Lara Croft et « la virilité »
MarLard revient aussi, bien entendu, sur l’article qu’elle avait écrit à la suite de la critique par Joystick du dernier volet de Lara Croft dans laquelle l’auteur s’enthousiasmait d’une tentative de viol sur l’héroïne. Son texte, et surtout les critiques acerbes reçues à sa parution sur le blog « Genre! », sont à l’origine de son article-dossier sur le sexisme, comme elle nous l’explique:
« C’est un sujet qui s’impose à partir du moment où on est une femme qui évolue dans n’importe quel milieu geek… on y est forcément confrontée, nous explique-t-elle. C’est sans doute ce qui m’a poussée vers le féminisme : la conscience diffuse que ces brimades répétées que j’essuyais dans les milieux de mes passions à cause de mon sexe étaient liées entre elles, dues à un système que j’ai voulu analyser.
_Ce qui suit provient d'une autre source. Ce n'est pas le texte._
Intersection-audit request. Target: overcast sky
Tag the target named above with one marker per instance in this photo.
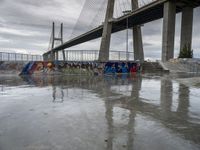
(25, 27)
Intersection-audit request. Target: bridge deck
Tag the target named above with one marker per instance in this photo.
(145, 14)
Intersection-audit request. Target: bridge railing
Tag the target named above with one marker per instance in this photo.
(19, 57)
(92, 55)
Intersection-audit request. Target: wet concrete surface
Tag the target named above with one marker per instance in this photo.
(146, 112)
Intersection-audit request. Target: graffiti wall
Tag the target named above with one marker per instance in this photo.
(9, 67)
(83, 68)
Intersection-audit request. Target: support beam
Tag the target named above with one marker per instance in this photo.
(61, 34)
(52, 46)
(168, 30)
(186, 27)
(137, 37)
(106, 36)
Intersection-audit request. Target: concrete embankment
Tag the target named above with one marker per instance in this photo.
(182, 65)
(11, 67)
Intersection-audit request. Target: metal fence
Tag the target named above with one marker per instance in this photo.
(19, 57)
(92, 55)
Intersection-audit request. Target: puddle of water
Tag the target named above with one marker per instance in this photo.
(80, 112)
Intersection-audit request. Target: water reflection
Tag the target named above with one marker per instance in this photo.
(126, 102)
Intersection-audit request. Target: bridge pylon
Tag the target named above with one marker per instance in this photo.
(54, 55)
(106, 35)
(137, 37)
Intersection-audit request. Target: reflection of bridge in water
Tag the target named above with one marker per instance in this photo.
(179, 121)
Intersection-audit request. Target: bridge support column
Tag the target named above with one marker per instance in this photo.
(186, 27)
(169, 20)
(137, 37)
(106, 36)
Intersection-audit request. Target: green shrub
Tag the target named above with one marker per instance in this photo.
(186, 52)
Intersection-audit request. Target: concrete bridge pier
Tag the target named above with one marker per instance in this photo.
(169, 19)
(137, 37)
(186, 27)
(106, 35)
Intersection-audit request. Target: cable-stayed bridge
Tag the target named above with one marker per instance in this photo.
(139, 12)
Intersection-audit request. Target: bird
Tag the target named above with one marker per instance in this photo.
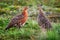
(19, 20)
(43, 21)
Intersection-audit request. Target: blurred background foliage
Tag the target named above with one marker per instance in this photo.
(31, 31)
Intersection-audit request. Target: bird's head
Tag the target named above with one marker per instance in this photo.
(25, 8)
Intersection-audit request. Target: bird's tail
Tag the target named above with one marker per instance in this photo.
(9, 26)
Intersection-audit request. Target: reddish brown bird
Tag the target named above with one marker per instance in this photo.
(42, 20)
(19, 20)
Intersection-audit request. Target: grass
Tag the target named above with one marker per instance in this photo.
(30, 31)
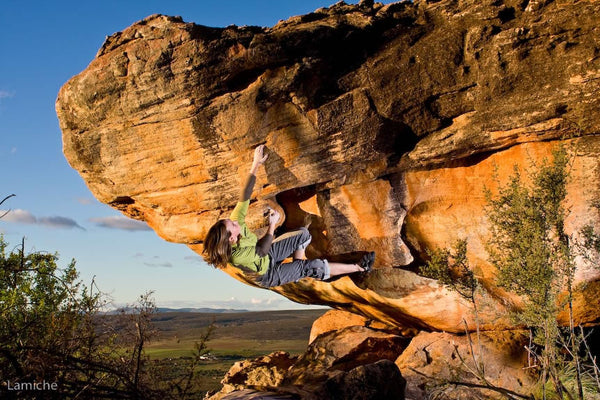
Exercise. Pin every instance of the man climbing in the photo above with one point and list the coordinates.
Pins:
(230, 241)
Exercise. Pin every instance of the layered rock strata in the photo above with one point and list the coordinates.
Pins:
(383, 124)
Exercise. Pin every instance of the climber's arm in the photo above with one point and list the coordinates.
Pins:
(264, 244)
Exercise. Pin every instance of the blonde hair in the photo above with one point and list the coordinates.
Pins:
(217, 246)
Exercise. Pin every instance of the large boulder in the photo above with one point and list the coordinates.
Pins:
(451, 366)
(346, 364)
(383, 124)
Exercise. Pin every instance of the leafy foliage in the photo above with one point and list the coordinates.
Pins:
(50, 331)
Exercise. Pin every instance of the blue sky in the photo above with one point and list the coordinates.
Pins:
(42, 45)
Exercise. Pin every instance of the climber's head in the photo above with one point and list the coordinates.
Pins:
(218, 241)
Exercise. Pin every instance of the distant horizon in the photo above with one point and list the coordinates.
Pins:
(47, 43)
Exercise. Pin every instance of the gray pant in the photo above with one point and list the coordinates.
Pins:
(282, 248)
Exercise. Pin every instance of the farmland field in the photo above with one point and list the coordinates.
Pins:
(236, 336)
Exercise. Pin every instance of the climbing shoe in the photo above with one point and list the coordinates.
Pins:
(366, 263)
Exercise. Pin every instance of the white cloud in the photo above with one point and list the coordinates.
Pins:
(120, 222)
(5, 94)
(165, 264)
(85, 200)
(19, 216)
D’où la masse d’exemples que j’ai pu inclure dans ce dossier, qui aurait pu être trois fois plus long : à partir du moment ou on commence à s’intéresser au sujet, il ne se passe pas un jour sans illustration éclatante du problème. »
Une compilation titanesque sur laquelle elle a travaillé six mois durant, et que salue Marion Coville, gameuse et doctorante spécialiste des questions de genre dans le milieu geek. Contactée par mail, elle raconte:
« Lorsque vous racontez une expérience vécue, plutôt que de vous écouter, on vous répond souvent que vous n’êtes qu’un cas isolé, ou que vous avez mal interprété la situation… Il y a beaucoup d’arguments mis en place pour amoindrir votre expérience. Le fait de les regrouper et d’en tirer des analyses plus générales permet justement d’éviter cet écueil. »
Son article sur Lara Croft, également publié sur le blog « Genre! », avait été soutenu par Usul, critique et comique du jeu vidéo, dans une chronique vidéo intitulée La virilité.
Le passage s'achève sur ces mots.